Lloyd's Maritime and Commercial Law Quarterly
Notice of assignment and discharge by performance
Chee Ho Tham *
“A debtor (A) who makes payment to the creditor (B) after having been given notice of its assignment to an assignee (C) is at risk of having to make payment again.” This appears to be a “well settled” aspect of the “transfer” of the legal rights to a debt effected by either equitable or statutory assignment. Yet it contradicts the common law rules as to invariability of a contractual obligation and the automatic discharge of an obligation when it is precisely performed. It is suggested that neither the doctrine underlying equitable assignment nor the legislative framework for statutory assignment provides any basis for abrogating these two common law rules.
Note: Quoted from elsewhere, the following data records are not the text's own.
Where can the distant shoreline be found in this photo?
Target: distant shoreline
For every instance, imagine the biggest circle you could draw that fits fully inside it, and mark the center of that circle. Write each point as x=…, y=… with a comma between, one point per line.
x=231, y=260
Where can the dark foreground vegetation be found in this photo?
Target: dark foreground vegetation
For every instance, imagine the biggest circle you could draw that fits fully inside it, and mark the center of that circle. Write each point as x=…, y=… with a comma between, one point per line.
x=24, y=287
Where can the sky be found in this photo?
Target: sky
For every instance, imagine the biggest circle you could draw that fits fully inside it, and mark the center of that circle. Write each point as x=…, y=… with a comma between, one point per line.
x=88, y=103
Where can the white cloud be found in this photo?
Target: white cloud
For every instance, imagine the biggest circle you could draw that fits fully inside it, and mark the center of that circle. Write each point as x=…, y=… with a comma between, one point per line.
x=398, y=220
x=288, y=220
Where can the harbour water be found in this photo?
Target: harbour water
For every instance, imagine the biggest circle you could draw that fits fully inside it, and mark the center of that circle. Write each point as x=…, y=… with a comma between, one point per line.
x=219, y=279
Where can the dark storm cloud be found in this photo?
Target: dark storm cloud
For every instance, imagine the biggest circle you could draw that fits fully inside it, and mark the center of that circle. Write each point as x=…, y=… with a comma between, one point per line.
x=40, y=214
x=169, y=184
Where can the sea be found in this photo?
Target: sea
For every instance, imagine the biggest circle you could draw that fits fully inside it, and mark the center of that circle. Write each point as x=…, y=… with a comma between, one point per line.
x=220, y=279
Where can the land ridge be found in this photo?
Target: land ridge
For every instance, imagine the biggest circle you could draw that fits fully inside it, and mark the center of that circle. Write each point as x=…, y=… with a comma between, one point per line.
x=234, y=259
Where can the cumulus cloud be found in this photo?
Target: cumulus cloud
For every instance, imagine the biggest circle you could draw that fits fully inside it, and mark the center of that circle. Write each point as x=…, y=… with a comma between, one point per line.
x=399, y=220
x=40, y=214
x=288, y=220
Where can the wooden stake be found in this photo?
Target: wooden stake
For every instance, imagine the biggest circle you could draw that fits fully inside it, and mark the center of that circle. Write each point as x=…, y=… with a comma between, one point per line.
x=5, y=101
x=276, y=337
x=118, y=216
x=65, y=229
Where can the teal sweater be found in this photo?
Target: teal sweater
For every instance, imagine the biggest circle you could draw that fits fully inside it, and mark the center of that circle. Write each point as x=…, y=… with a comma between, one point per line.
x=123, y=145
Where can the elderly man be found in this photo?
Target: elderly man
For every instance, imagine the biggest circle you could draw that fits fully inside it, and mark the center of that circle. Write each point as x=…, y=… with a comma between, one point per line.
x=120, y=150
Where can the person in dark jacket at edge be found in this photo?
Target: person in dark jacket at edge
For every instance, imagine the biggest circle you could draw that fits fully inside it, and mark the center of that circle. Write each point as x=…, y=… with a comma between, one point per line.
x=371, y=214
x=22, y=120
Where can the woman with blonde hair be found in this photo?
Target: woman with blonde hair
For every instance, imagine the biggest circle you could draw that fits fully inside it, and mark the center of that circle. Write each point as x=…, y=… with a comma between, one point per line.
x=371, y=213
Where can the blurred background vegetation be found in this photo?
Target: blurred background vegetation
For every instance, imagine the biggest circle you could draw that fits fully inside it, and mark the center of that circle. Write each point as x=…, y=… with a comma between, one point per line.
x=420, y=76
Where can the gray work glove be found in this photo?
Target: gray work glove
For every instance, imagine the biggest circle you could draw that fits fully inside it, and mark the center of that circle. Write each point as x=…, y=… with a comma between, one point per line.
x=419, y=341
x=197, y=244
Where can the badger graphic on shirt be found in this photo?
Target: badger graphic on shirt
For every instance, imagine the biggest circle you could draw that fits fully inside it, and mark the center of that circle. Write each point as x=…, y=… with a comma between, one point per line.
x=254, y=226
It may therefore be time to upset this “well settled” rule.
I. INTRODUCTION
Notice plays an important role in the equitable assignment of legal choses in action, such as a contractual debt.1 As noted in a recent treatise,2 once the debtor is given notice of the equitable assignment:
- (i) should she pay the sum owed to her creditor, she is not discharged from her obligation but will have to make payment again to the assignee [the “no discharge after notice” rule];
- (ii) the assignee’s right against the debtor has priority against subsequent assignments by the assignor, in order of precedence of notice [the rule as to priorities]; and
- (iii) the debtor is no longer entitled to assert such equities as may arise between herself and the creditor post-notice to reduce her liability to the assignee by way of set-off [the rule as to equities].
Leaving aside discussion of the second and third of these rules for another day, this paper will focus on an examination of the “no discharge after notice” rule. This is prompted because the rule as applied in the context of equitable assignment of a debt presents a contradiction: it does not explain how it is that the common law rules as to discharge by precise performance and the invariability of contractual obligations are displaced by what appear to be equitable doctrines relating to assignment and notice thereof. By examining the mechanics and subject matter of an equitable assignment of a chose in action, this paper will demonstrate that the rule may, perhaps, have been too broadly stated and that the true position is quite otherwise: that a debtor is discharged from her obligation to make payment so long as she precisely performs her obligations as set out in the contract, even if the rights under that contract have been assigned to a third party to that contract, the equitable assignee, and even if she has been notified of such assignment. The paper will then examine whether the same may be true in the case of a statutory assignment.
II. “NO DISCHARGE AFTER NOTICE”
Say A owes B £1,000; but B owes £1,000 to C. It would not be unusual for B to wish for C to be “paid”, not directly by himself, but by A. One way to achieve this involves B’s assigning the debt owed to him by A over to C, the assignment being in consideration of C’s releasing B’s indebtedness to him upon receipt of the £1,000 from A.3
The assignment of the legal4 chose in action may be statutory if all the requirements in the Law of Property Act 1925, s 136(1) are complied with. If not, it may be equitable should the intention to make such an assignment be sufficiently made manifest. Should C not be paid, as a statutory assignee, C is entitled to bring legal proceedings against A on the debt5 directly in his own name. Should C be an equitable assignee, similar proceedings
3. Others would include: appointing C as B’s agent or attorney for the purposes of accepting payment from A, coupled with a mandate that C need not account to B for such receipts; promising to permit C to use B’s name (on an indemnity for costs) to bring legal proceedings against A on the debt, if unpaid; entering into a tripartite agreement wherein in consideration for A’s obligation to make payment to B being discharged, A promises to make payment to C (ie, a novation); or where, following a request by B that A make payment of the debt owing to B to C, A “acknowledges” to C that A will pay to C the sum otherwise payable to B on account of the loan agreement between them, eg, Shamia v. Joory [1958] 1 QB 448.
4. The chose in action arising from the debt owed by A to B is legal and not equitable, since such chose in action would have been recovered or enforced by an action at law, prior to the enactment of the Judicature Act 1873. References to choses in action hereafter should be taken to refer to legal and not equitable choses, unless indicated otherwise.
5. For ease of exposition, this paper will concentrate on the question as to whether a debtor is entitled to claim to be discharged by precise performance of her contractual obligation to pay her creditor. The same arguments may be applied in relation to other contractual obligations, as the doctrine of precise performance does not discriminate between obligations to pay money and obligations to perform other acts. So the arguments set out below may apply, mutatis mutandis, to assignments of legal choses in action arising out of contract other than debt.